Contact with the ship’s experienced captain Andrew Bridge, 22, and crew members James Male, 23, Steve Warren, 52, and Paul Goslin, 56, was lost in the early hours of Friday while they diverted to the Azores.

US and Canadian aircraft assisted by three merchant vessels looked for them throughout 
Friday and Saturday but called off the search on Sunday at 5am 
local time amid treacherous weather.

Some 4,000 square miles were scanned for the “very well-equipped” vessel’s two personal location GPS beacons until no more transmissions were received from the devices, which have a short battery life.

On Saturday, a cargo vessel helping with the search spotted and photographed an overturned hull which matched the description of the Cheeki Rafiki but reported no signs of people on board or a life raft.

Kay Coombes said: “It’s an utter nightmare, we are grateful for the US and Canadian coast guards for what they have done so far but it’s stopped too soon after two days, it’s not long 
enough, we believe they are still alive.

“They are four strong-minded, physically strong sailors, they knew they were in difficulties and had every opportunity to get into the life raft which would have had provisions for several days. But if no one is looking for them, they won’t be found.”

Mr Bridge’s aunt, Georgina Bridge, said: “Obviously we are all devastated by what is happening. We just want the search to resume.

“We have great appreciation for the efforts the US Coastguard and our Foreign Office have made but obviously we believe there is hope and there is a possibility of them being found alive.

“The hull has not been examined so that is a possibility, there is a possibility they may have been able to launch a life raft, we just do not know.

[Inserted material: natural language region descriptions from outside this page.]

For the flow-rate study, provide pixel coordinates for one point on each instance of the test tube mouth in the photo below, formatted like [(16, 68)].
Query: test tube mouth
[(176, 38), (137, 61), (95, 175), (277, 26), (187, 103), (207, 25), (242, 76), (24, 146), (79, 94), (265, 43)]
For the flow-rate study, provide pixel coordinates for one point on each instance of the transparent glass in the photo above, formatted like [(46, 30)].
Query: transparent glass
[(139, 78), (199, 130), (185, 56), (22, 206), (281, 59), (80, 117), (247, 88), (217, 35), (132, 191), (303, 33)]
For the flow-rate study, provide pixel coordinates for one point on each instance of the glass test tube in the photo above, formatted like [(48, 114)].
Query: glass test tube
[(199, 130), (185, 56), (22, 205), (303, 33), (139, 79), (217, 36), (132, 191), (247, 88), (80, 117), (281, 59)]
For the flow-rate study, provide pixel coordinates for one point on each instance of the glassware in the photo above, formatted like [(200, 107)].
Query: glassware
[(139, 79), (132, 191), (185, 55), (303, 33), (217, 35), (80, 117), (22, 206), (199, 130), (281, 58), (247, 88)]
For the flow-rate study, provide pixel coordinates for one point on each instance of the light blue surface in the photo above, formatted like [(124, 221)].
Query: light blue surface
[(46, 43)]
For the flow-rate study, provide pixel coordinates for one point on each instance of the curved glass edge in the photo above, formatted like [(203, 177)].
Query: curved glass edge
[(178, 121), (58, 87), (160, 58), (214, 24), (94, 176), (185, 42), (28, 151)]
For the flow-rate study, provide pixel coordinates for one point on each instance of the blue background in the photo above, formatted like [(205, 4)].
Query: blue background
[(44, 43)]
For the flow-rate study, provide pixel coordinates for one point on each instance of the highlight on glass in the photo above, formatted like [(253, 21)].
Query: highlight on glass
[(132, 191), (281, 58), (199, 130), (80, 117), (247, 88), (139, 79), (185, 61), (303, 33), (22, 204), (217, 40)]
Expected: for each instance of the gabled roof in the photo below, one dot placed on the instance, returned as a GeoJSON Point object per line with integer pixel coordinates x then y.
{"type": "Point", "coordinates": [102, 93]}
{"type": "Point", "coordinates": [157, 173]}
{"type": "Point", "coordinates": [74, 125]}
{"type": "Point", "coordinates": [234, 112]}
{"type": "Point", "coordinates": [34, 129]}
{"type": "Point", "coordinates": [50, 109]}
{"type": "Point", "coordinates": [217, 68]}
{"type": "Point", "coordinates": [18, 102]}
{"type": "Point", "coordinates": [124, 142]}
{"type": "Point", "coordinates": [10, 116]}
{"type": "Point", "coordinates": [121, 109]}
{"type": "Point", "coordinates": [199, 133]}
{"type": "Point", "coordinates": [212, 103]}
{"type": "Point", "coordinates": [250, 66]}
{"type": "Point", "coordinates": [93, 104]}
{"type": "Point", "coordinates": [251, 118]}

“Obviously the conditions are difficult; we appreciate every effort is being made but we were surprised the search was called off so early. We are in contact with the Foreign Office and they have been helpful.”

Caroline Nokes, the Conservative MP for Romsey and Southampton North, said that she had been told by the Foreign Office that it was “investigating every avenue it can do” to try to encourage the US Coastguard to act for longer.